This Special Day, Brought to You by Sacrifice

This Special Day, Brought to You by Sacrifice

May 27, 2025

Memorial Day is a special time for specifically honoring military personnel who have died in service to the country. It is a day of remembrance for those who made the ultimate sacrifice. Veterans Day, on the other hand, is a day to thank and honor all living and deceased veterans for their service. Both days are vital for our remembrance as a healthy and honoring nation.

There can never, ever be success without sacrifice. The two go hand in hand. If your desire is to accomplish little, sacrifice little. But if you want to accomplish great things, you absolutely must be willing to sacrifice much. The equation will never work any other way.

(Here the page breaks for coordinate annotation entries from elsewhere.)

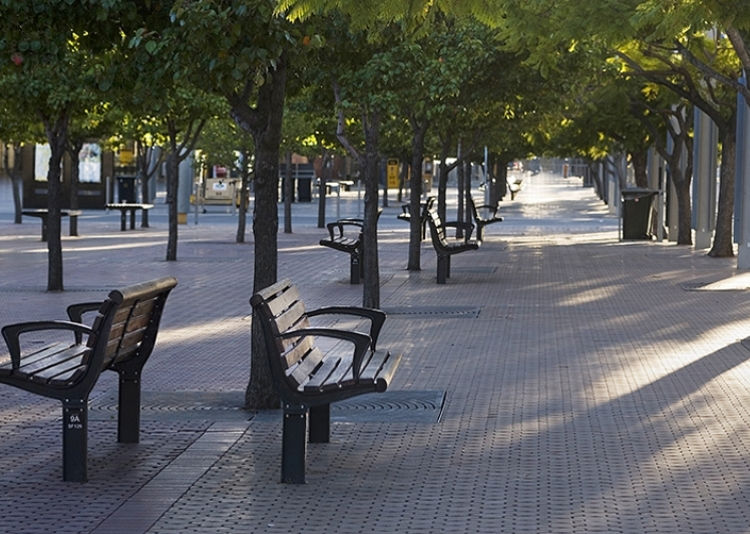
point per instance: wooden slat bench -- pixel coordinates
(309, 379)
(43, 215)
(120, 338)
(126, 208)
(424, 207)
(483, 215)
(346, 235)
(445, 248)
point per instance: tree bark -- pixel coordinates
(288, 193)
(244, 197)
(173, 165)
(17, 182)
(639, 159)
(57, 134)
(419, 129)
(263, 122)
(722, 246)
(371, 284)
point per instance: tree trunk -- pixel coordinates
(173, 166)
(639, 159)
(722, 246)
(288, 194)
(417, 156)
(56, 137)
(460, 188)
(322, 189)
(501, 183)
(244, 197)
(16, 179)
(445, 147)
(684, 229)
(467, 194)
(264, 123)
(371, 284)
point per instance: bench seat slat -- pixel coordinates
(380, 368)
(321, 374)
(300, 374)
(340, 376)
(292, 318)
(40, 354)
(281, 302)
(297, 352)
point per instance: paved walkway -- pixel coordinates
(561, 382)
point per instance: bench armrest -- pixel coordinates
(377, 317)
(340, 224)
(76, 311)
(361, 342)
(12, 333)
(467, 227)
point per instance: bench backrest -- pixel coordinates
(437, 228)
(127, 322)
(279, 309)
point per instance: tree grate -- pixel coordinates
(459, 312)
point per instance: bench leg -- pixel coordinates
(443, 268)
(320, 423)
(355, 268)
(129, 408)
(75, 431)
(294, 445)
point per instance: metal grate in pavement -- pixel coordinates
(467, 312)
(391, 407)
(180, 405)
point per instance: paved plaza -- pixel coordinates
(562, 381)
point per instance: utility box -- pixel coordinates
(637, 210)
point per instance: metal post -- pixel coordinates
(75, 446)
(705, 150)
(294, 444)
(320, 423)
(742, 183)
(129, 408)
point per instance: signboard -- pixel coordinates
(392, 174)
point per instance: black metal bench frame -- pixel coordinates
(120, 338)
(126, 208)
(427, 205)
(444, 248)
(309, 380)
(43, 215)
(481, 222)
(340, 238)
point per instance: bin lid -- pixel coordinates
(638, 192)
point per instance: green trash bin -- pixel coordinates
(636, 212)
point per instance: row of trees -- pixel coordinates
(368, 79)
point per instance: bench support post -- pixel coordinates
(354, 267)
(444, 268)
(294, 444)
(129, 408)
(320, 423)
(75, 430)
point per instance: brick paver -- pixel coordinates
(591, 385)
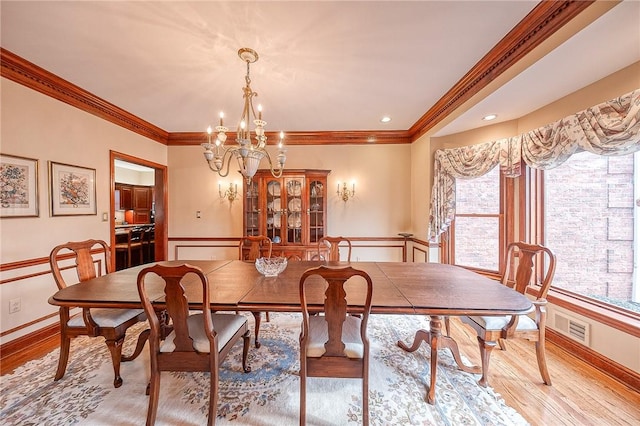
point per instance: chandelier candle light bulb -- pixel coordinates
(247, 153)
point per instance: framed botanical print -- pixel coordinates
(18, 186)
(72, 190)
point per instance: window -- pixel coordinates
(590, 222)
(475, 234)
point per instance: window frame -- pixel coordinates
(506, 220)
(532, 228)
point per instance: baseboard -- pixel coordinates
(27, 347)
(595, 359)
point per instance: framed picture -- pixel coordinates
(18, 186)
(73, 190)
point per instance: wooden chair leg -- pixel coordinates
(303, 393)
(542, 362)
(485, 354)
(213, 396)
(257, 316)
(154, 393)
(65, 346)
(365, 400)
(142, 340)
(115, 347)
(246, 342)
(503, 344)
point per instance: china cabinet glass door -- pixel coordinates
(275, 210)
(252, 209)
(294, 210)
(316, 210)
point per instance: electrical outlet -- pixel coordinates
(14, 305)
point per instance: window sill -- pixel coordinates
(619, 319)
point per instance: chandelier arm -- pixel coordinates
(220, 173)
(275, 172)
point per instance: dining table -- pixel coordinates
(402, 288)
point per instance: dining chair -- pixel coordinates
(492, 329)
(111, 324)
(252, 247)
(134, 242)
(197, 342)
(333, 340)
(332, 244)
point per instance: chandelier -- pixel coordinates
(247, 153)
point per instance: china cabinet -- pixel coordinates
(291, 210)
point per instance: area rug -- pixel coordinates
(268, 395)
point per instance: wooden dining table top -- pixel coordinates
(399, 288)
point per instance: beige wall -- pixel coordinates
(393, 185)
(37, 126)
(380, 207)
(604, 339)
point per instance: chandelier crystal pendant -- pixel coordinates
(248, 153)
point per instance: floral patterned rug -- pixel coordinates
(268, 395)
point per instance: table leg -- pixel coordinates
(436, 340)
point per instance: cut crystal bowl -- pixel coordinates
(271, 266)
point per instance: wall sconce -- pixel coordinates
(345, 193)
(230, 194)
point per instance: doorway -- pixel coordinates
(159, 203)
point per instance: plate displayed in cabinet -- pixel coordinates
(316, 190)
(294, 188)
(273, 188)
(295, 221)
(295, 205)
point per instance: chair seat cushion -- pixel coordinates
(226, 325)
(318, 336)
(106, 317)
(497, 323)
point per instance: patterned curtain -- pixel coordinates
(610, 128)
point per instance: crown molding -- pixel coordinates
(541, 23)
(360, 137)
(32, 76)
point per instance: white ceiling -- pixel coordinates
(324, 66)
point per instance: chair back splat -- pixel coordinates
(112, 324)
(333, 340)
(252, 247)
(532, 260)
(332, 245)
(181, 341)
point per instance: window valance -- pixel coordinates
(610, 128)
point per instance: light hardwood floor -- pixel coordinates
(580, 394)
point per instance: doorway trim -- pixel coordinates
(161, 203)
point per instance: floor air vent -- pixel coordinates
(573, 328)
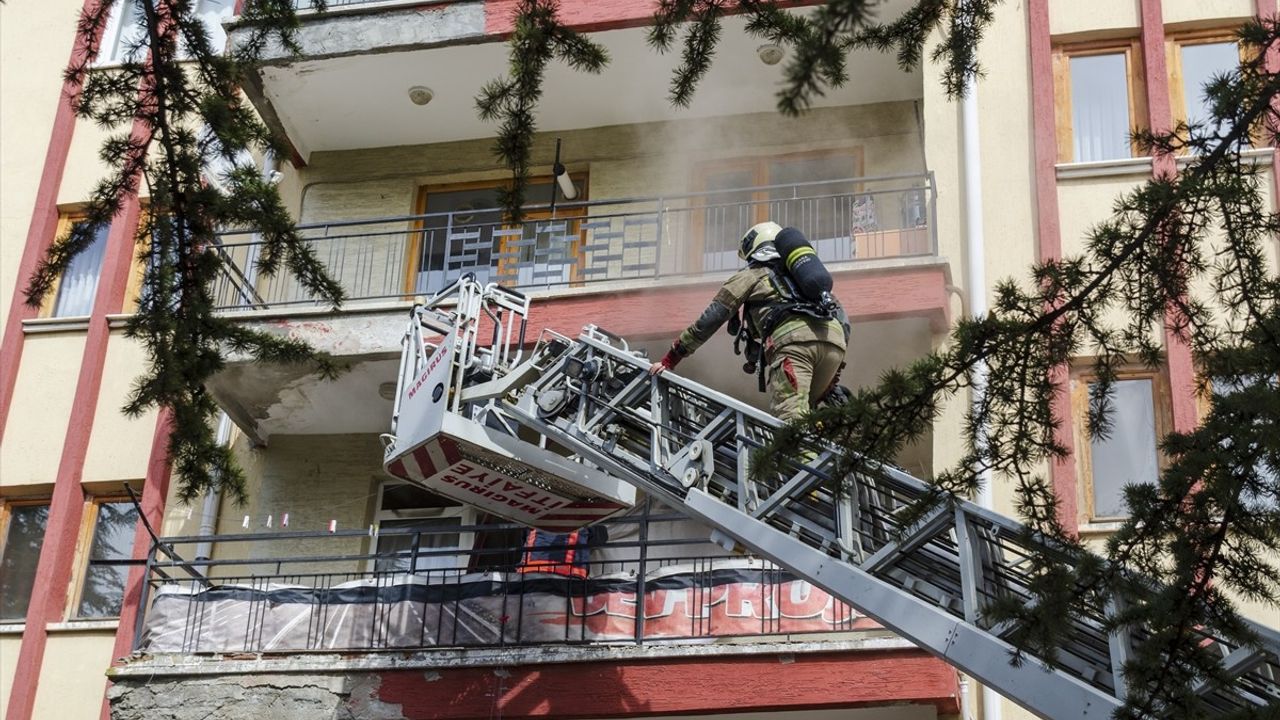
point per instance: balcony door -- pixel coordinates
(808, 190)
(462, 231)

Life is filled with trade-offs. That’s a given as well. But you can trade up for better only if you have something worthwhile to sacrifice

If you are currently enjoying something or benefiting from something that didn’t cost you anything, something for which you did not sacrifice, you can be 100% sure someone sacrificed. Someone before you paid a price so that you could benefit from it or enjoy it.

In your life, I am sure you can think of several people who made the right sacrifices at the appropriate times to help you become the person you are today: parents, teachers, friends, family. Thanking them helps you and them. Gratitude is beneficial for everyone. I encourage you to take time this week to thank those people for the sacrifices they made on your behalf. Make a phone call, send a text, write a card. A few sincere words will grow your heart bigger.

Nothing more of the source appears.